Before installing the library, you need to install some dependencies that are not specified in the pyproject.toml
file, so they will not be installed automatically by pip
. In particular, you need to install torch
and torch-scatter
. If you need to use the HDBSCAN-based rewirers of TIPAR and CONNECT, you also need to install the cuml
library. Note that the cuml
library depends on cupy
that requires a CUDA installation on your machine, thus we recommend using a conda environment to install it as it will install all the necessary dependencies for you.
conda create -n ctdg python=3.10
conda install -c rapidsai -c conda-forge -c nvidia cuml=24.08 'cuda-version>=12.0,<=12.5'
# then install torch and torch-scatter
Currently, we do not provide a PyPI package for this library, but you can easily install it from this repository using pip
:
pip install git+https://github.com/FrancescoGentile/ctdg.git
If you instead want to modify the library, you can clone the repository and install it in editable mode:
git clone https://github.com/FrancescoGentile/ctdg.git
cd ctdg
pip install -e .
Other than using the library as a dependency in your project, you can also use it a command-line tool to train and evaluate the provided models on a bunch of different tasks. At the moment, the library supports the following tasks:
- future link prediction: predict the presence of an interaction between two nodes at a given time in the future. The datasets that can be used for this task are the following: Wikipedia, Reddit, MOOC, LASTFM (of course, you can also use your own dataset).

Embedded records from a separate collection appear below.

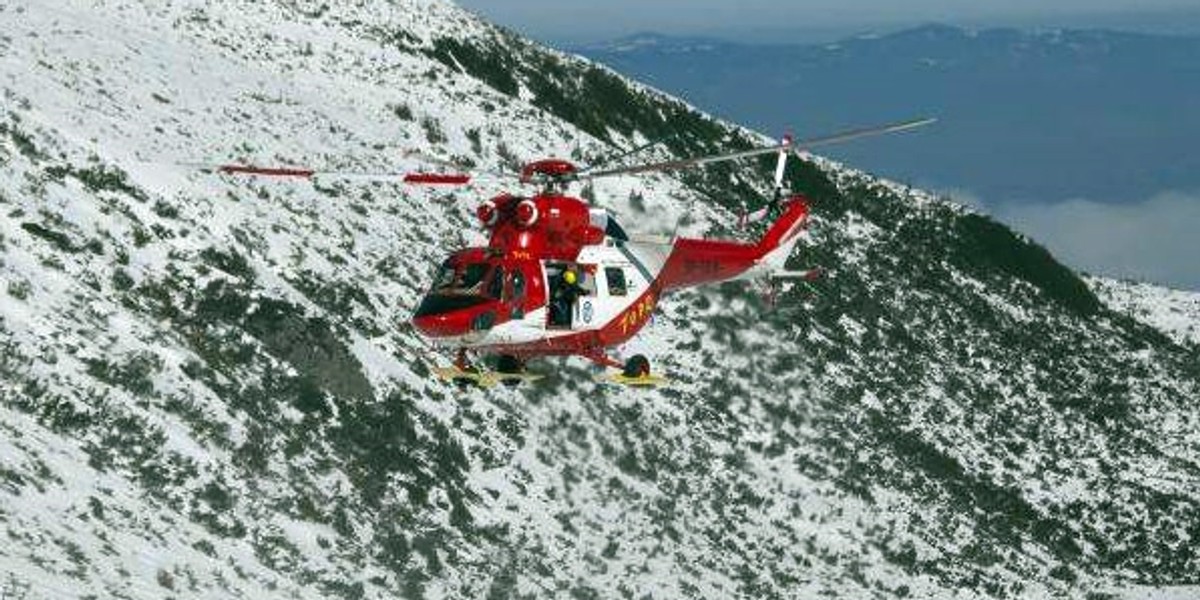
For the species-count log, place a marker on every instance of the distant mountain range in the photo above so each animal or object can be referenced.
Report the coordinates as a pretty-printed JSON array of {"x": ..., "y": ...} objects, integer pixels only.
[{"x": 1026, "y": 115}]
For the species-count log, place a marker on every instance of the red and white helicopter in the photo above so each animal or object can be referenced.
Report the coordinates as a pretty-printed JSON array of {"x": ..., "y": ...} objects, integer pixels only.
[{"x": 559, "y": 276}]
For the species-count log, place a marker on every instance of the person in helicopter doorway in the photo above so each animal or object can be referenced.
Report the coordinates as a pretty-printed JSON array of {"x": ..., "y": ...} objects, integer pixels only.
[{"x": 565, "y": 291}]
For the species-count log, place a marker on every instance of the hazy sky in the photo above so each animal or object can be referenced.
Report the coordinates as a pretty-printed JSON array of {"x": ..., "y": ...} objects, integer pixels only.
[{"x": 574, "y": 22}]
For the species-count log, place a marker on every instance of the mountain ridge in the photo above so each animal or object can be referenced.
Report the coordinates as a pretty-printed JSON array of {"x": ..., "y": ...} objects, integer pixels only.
[{"x": 208, "y": 388}]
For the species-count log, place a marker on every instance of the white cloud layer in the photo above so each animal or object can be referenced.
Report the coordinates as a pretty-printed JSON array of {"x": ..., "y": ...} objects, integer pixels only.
[{"x": 1155, "y": 240}]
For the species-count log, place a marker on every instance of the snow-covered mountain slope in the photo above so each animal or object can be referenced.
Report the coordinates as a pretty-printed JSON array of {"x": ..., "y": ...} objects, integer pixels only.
[
  {"x": 209, "y": 388},
  {"x": 1173, "y": 311}
]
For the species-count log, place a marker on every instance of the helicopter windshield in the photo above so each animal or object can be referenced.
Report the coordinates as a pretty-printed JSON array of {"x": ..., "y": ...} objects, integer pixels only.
[
  {"x": 461, "y": 280},
  {"x": 455, "y": 287}
]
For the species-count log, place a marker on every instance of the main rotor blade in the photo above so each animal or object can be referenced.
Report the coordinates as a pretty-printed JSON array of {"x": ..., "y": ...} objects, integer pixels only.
[
  {"x": 846, "y": 136},
  {"x": 684, "y": 162}
]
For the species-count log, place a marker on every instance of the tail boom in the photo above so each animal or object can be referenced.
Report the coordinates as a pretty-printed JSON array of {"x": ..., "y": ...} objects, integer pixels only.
[{"x": 694, "y": 262}]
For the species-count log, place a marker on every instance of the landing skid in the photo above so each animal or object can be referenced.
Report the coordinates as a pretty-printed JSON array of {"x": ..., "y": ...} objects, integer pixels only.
[
  {"x": 646, "y": 381},
  {"x": 635, "y": 372}
]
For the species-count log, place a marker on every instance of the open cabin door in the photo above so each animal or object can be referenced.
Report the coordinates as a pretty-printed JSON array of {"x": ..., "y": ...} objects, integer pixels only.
[{"x": 571, "y": 295}]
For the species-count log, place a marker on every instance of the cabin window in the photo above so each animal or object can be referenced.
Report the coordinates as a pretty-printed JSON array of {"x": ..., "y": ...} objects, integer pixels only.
[
  {"x": 496, "y": 286},
  {"x": 616, "y": 277},
  {"x": 517, "y": 280}
]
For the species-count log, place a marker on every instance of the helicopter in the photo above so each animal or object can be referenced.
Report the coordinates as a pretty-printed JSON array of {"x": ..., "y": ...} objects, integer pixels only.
[{"x": 562, "y": 277}]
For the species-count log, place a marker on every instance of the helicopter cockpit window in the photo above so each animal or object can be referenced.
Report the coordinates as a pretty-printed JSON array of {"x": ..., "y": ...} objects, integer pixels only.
[{"x": 461, "y": 279}]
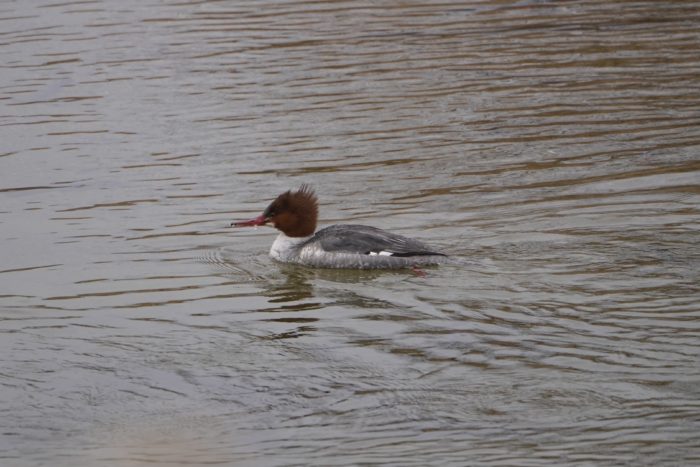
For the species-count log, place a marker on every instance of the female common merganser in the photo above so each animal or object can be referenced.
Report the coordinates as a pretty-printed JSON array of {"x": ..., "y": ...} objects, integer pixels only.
[{"x": 337, "y": 246}]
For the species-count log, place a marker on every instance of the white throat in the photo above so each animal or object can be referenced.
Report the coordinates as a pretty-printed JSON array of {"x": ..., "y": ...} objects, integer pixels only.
[{"x": 286, "y": 248}]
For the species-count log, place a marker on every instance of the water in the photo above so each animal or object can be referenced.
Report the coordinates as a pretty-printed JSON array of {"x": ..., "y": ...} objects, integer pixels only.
[{"x": 552, "y": 147}]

- macroscopic cascade prediction: predict the number of nodes that will be activated by a cascade process. The datasets that can be used for this task are the following: Christianity, Android, Douban, Memetracker, Twitter.
- microscopic cascade prediction: predict the next node that will be activated by a cascade process. The same datasets used for the macroscopic cascade prediction task can be used for this task as well.
The models currently available in the library are the following:
- TGN
- TIGE (this is TIGER without restarts)
- TIPAR
- CONNECT
All implemented models can be trained on the tasks mentioned above. To train a model on a task, you can use the following command:
ctdg {model_name} --phase train --task {task_name} --config {config_file}
where {model_name}
is the lowercase name of the model you want to train, {task_name}
should one of "link-prediction", "cascade-prediction" (to specify which type of cascade prediction task you want to train the model on, pass a --mode
argument with the value "macro" or "micro"), and {config_file}
is the path to a configuration file that specifies the dataset to use, the structure of the model and other hyperparameters. As configuration files, we take inspiration from detectron2 and we use python-based configuration files. You can find some examples in the configs
directory.